Anthropic has cooperated with federal officials on additional safeguards and risk-management measures. Government representatives reportedly recognized progress made by the company in addressing the concerns that triggered the original suspension, although they reserved the ability to change the licensing conditions as the situation develops.

The episode has also affected competing AI developers. OpenAI reportedly faced similar government pressure surrounding access to advanced GPT-5.6 systems, with distribution limited to a narrow group of vetted partners. The parallel restrictions indicate that Washington is moving toward model-specific controls rather than focusing on a single company.

Technology firms have argued that such interventions could weaken American competitiveness if access becomes unpredictable. Cybersecurity teams may turn toward foreign or open-source alternatives when domestic models are suddenly suspended, potentially reducing the government’s ability to supervise how the technology is used.

The government faces the opposite risk if it permits unrestricted deployment. Once a model becomes widely available, controlling copies, derivatives and unauthorized access becomes increasingly difficult. Authorities are therefore attempting to preserve valuable defensive uses without allowing the most sensitive capabilities to circulate freely.

For Anthropic, the partial restoration represents progress but not a resolution. The company can again serve important cybersecurity partners, yet its two leading models remain subject to federal decisions capable of interrupting commercial deployment with little notice.

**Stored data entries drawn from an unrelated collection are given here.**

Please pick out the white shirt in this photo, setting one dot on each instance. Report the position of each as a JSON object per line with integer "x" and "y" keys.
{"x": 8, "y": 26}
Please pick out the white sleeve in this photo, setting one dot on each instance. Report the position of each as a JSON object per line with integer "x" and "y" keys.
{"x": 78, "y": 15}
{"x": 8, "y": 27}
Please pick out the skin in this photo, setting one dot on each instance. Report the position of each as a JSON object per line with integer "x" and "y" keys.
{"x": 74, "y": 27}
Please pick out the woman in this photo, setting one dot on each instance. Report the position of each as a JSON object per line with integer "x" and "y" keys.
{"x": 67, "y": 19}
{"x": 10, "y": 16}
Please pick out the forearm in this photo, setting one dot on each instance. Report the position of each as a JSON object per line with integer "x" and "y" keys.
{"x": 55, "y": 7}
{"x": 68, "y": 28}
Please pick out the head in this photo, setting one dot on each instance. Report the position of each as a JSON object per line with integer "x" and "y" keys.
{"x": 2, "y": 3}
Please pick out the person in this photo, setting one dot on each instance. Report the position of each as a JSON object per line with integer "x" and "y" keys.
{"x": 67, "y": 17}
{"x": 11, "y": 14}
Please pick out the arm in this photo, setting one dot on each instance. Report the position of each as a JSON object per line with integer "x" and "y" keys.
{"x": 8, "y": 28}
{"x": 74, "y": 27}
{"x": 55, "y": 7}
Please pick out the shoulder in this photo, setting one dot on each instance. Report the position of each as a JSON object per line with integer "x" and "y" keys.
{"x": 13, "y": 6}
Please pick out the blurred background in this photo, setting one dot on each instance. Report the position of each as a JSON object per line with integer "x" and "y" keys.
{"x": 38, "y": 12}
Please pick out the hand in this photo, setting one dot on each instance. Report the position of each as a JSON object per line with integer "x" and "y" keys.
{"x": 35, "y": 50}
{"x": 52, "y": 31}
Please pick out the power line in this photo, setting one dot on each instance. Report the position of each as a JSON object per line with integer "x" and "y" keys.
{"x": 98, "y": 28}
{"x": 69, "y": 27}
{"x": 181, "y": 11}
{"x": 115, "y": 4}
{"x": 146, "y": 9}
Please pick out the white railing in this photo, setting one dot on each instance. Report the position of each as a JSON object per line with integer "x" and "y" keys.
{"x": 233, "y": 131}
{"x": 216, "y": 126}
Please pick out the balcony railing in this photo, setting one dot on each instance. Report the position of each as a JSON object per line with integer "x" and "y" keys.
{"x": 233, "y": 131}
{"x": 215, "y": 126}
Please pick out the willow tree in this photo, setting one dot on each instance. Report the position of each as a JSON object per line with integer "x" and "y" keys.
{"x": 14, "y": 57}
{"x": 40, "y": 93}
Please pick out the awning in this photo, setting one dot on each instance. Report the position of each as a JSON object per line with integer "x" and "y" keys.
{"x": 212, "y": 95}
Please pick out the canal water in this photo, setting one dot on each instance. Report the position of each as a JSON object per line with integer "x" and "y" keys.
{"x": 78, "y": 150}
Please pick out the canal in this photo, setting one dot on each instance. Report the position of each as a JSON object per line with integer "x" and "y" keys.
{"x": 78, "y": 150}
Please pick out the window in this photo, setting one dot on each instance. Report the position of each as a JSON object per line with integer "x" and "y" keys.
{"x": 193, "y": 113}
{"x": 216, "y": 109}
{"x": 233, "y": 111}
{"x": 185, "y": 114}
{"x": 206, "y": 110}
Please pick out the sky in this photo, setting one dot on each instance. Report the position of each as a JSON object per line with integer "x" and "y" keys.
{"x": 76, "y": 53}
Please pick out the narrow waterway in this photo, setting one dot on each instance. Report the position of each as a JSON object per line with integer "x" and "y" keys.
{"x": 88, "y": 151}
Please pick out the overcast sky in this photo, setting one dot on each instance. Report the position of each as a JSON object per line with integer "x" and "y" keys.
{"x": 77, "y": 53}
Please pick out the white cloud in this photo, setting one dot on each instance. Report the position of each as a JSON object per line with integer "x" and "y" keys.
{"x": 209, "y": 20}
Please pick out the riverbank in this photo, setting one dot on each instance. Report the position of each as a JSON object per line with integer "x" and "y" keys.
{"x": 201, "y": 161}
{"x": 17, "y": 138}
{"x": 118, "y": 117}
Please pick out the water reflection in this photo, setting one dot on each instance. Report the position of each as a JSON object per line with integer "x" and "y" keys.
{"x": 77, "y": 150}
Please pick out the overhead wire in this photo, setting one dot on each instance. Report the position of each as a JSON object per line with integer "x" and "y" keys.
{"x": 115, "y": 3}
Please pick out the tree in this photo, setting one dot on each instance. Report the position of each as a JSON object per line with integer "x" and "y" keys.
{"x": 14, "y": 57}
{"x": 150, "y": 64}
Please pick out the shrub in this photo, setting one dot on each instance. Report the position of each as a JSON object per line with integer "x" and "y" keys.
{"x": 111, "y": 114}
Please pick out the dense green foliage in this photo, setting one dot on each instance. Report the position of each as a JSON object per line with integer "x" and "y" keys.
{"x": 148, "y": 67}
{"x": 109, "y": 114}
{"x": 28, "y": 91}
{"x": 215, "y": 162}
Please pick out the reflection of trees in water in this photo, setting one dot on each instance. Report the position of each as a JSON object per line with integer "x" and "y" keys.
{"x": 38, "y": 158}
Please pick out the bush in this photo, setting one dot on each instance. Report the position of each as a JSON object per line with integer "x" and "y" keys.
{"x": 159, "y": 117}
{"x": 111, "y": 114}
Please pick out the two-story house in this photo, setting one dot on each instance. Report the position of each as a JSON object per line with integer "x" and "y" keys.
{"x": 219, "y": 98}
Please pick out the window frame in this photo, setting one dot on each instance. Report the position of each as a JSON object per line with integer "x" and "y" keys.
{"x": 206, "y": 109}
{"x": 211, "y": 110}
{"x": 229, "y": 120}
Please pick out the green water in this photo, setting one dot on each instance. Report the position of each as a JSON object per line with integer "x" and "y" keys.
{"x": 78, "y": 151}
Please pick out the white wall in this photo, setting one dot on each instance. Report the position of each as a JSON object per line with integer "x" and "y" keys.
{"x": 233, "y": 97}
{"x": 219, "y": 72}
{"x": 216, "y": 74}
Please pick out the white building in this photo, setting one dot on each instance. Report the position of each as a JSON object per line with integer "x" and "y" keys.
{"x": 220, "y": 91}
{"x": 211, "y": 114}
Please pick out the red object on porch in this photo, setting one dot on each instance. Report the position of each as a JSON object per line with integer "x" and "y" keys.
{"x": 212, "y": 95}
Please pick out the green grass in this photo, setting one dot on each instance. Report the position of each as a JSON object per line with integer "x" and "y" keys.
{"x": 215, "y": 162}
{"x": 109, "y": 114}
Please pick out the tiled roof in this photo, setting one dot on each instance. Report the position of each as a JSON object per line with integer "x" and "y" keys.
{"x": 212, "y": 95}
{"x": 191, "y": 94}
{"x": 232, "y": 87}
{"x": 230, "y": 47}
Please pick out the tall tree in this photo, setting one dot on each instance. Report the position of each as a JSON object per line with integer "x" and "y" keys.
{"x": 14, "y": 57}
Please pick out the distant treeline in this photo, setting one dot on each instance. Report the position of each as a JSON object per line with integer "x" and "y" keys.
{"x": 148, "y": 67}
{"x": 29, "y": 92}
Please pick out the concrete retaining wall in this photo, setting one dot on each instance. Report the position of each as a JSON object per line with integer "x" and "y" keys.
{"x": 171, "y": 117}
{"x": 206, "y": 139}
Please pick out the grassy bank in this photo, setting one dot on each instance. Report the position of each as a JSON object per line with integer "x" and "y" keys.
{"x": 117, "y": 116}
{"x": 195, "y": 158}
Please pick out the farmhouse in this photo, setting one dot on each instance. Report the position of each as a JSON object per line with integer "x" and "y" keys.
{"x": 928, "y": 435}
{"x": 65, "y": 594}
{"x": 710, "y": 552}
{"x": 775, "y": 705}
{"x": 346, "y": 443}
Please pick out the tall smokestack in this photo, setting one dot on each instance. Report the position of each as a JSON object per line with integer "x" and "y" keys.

The Mythos 5 controversy may become an early example of how governments regulate frontier AI through access lists, licensing conditions and national security exemptions. Such arrangements can respond quickly to emerging risks, but they can also create uncertainty when their rules remain confidential.

More than 100 organizations now regain a powerful defensive tool. Thousands of other potential users remain outside the authorized circle, waiting for clearer standards or another government decision.

La inteligencia más poderosa también obliga a decidir quién puede utilizarla. / The most powerful intelligence also forces society to decide who may use it.